5.4. Microbiological and Biological Water Quality Indicators

Escherichia coli, Clostridium perfringens, and Enterococcus faecalis were chosen as microbiological water quality indicators. The measurement of these bacteria was performed according to ISO Standards [61,62,63] using a membrane filtration technique.

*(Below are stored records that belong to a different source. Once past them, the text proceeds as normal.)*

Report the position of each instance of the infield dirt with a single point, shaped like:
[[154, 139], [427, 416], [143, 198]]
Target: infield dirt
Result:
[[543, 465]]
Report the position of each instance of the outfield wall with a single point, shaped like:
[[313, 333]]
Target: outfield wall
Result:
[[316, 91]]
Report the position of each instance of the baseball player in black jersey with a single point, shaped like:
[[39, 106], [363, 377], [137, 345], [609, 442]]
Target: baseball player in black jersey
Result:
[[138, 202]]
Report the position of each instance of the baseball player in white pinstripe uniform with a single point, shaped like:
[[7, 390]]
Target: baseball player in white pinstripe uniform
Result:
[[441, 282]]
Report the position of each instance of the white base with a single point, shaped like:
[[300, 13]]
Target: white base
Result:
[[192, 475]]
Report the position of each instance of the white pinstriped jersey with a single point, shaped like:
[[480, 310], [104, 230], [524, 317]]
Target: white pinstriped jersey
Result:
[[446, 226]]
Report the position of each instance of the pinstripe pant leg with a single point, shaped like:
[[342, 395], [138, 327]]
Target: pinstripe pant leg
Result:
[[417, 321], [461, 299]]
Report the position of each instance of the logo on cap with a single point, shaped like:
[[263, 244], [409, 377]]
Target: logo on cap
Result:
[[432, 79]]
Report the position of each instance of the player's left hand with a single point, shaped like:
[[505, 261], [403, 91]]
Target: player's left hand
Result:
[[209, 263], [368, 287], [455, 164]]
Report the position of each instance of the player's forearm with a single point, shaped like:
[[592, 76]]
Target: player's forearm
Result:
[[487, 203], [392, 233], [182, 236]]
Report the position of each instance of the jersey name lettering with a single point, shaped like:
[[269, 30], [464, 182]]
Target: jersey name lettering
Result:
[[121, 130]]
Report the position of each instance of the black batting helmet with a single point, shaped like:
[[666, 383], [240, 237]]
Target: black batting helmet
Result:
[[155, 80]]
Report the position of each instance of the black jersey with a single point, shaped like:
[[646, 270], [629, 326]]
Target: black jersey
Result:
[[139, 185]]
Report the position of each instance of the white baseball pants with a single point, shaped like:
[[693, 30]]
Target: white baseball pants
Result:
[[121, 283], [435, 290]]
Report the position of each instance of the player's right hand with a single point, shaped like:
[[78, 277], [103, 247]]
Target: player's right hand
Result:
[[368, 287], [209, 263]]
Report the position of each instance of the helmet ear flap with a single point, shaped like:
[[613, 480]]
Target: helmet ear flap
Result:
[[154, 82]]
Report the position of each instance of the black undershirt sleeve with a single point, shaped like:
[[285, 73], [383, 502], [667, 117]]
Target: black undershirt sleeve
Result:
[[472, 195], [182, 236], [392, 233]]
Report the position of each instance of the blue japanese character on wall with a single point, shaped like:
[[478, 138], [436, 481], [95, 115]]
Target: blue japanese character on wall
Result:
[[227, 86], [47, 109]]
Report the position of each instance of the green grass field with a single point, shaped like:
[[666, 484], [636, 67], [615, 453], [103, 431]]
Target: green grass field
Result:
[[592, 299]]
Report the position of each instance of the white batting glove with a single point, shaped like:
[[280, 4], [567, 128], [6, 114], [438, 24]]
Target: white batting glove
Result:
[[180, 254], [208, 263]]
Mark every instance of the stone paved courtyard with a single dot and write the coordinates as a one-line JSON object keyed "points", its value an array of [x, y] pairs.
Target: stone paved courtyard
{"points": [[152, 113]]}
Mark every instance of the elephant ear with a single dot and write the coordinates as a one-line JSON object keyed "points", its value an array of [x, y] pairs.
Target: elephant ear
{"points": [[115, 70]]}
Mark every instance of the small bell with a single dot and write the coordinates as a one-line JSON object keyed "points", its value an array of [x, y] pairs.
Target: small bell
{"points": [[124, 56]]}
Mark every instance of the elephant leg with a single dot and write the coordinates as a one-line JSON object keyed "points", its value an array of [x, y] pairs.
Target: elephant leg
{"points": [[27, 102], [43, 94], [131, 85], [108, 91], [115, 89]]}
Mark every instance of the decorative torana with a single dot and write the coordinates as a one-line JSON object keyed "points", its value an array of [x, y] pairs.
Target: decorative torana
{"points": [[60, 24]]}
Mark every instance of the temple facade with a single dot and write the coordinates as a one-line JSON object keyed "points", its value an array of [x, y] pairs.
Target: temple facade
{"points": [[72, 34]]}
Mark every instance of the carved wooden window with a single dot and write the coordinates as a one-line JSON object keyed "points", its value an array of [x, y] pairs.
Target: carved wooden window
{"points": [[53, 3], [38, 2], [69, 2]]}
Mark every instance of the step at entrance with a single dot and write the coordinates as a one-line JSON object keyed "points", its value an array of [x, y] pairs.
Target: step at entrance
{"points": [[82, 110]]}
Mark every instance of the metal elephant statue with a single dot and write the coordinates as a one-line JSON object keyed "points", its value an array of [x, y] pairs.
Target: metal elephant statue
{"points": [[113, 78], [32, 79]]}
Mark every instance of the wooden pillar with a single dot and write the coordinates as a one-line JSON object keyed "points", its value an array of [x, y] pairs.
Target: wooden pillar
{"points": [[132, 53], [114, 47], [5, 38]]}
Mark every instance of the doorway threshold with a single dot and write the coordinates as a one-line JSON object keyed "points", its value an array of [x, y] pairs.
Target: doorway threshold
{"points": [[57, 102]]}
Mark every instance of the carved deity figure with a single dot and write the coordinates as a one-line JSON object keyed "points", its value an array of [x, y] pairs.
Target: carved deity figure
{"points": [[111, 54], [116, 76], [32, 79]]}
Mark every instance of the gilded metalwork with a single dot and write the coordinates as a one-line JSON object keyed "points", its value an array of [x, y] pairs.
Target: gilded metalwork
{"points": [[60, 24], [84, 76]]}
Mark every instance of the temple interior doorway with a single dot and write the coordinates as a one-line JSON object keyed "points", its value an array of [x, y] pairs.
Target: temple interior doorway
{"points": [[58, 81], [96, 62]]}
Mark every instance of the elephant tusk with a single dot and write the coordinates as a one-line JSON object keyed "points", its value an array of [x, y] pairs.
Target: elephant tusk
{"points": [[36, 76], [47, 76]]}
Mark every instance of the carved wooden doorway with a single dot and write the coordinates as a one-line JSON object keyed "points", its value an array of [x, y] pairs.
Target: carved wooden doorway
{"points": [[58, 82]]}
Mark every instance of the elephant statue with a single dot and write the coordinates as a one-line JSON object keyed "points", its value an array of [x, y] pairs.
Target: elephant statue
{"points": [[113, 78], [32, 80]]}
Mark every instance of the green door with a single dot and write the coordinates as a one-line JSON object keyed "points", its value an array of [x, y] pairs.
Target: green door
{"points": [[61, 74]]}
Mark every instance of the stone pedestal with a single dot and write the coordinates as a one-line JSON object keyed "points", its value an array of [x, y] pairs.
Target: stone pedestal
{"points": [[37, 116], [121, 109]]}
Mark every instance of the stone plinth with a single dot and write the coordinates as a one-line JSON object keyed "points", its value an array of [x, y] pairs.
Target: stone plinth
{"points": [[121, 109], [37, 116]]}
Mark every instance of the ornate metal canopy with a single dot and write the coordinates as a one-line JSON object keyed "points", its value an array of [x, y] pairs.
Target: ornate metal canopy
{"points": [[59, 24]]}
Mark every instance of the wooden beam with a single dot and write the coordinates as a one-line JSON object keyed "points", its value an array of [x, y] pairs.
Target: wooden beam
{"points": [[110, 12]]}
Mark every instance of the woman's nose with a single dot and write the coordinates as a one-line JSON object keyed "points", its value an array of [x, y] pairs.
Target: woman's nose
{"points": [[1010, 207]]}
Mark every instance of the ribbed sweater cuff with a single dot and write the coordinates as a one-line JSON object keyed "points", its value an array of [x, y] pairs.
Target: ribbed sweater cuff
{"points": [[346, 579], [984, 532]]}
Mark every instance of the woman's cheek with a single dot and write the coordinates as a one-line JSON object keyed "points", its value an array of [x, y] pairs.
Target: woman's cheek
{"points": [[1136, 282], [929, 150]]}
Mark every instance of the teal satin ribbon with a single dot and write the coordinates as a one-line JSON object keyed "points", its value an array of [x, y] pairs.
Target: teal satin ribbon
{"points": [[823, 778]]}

The measurement of chlorophyll a was performed using the spectrophotometric method. 500-milliliter samples were filtered through a 47 mm fiberglass filter (GF/C) followed by extraction with 90% acetone for 24 h and subsequent centrifugation for 10 min. at 4000 rpm. The spectrophotometric measures were carried out using a spectrophotometer DR 2000 (HACH, Loveland, CO, USA). The absorbance measurements and calculations of chlorophyll a concentration were conducted according to PN-C-05560-02 [64].

5.5. Cyanotoxin Analysis

Water samples (250–500 mL) for cyanotoxin analysis were filtered through Whatman GF/C filter discs and stored at −20 °C. The material gathered on the filter was extracted using the efficient and recommended solvent −75% methanol in water by probe sonication (1 min, 20 kHz, 25% duty cycle) [65,66]. After centrifugation (10,000× g; 15 min), the supernatants were separated and analyzed using a chromatographic system (Agilent Technologies, Boeblingen, Germany) equipped with a tandem mass spectrometer (QTRAP5500, Applied Biosystems, Sciex, Concorde, ON, Canada). The separation was performed with a Zorbax Exlipse XDB-C-18 column (4.6 × 150 mm, 5 µm; Agilent Technologies, Santa Clara, CA, USA) using gradient elution (0.6 mL/min) with 5% acetonitrile (phase A) and 100% acetonitrile (phase B), both with 0.1% formic acid. For quantitative analyses, microcystins (MCs), anatoxin-a (ANA), cylindrospermopsin (CYN), and nodularin (NOD) standards (Alexis Biochemicals, San Diego, CA, USA) were used.

5.6. Bioassay Tests

The gathered specimens were measured volumetrically and subsequently centrifuged at 4000 rpm for 20 min. The resulting precipitates underwent to three freeze-and-thaw cycles to lyse the intact cells and release the intracellular toxins [9]. Microscopic examination was used to confirm cell lysis. The toxicological tests were conducted for 8 collected specimens using the planarian Dugesia tigrina. Lethal concentration (LC 50) was calculated and results were presented as % concentration of extracts. The planarian cultivation method used for toxicological experiments was published by Piontek. The use of the planarian in the toxicological investigations was also described by Piontek and a detailed explanation was given in Czyżewska et al. [13].

5.7. Statistical Analysis

The Excel 2010 program was utilized to perform Pearson’s correlation analysis with simultaneous comparison at the significance level α = 0.05. Statistical analysis of the experimental results on the toxic effect of extracts was carried out by the probabilistic graphical method Probabilistic Graphical Models [67]. The method was used to calculate the value of LC 50. The results obtained underwent a test for the conformity of the experimental distribution with the normal distribution, using the χ² test for calculation. The tested distributions were deemed sufficiently convergent with the normal distribution if the probability in the χ² test exceeded 0.7. A detailed description was gbyen in Czyżewska et al. [13].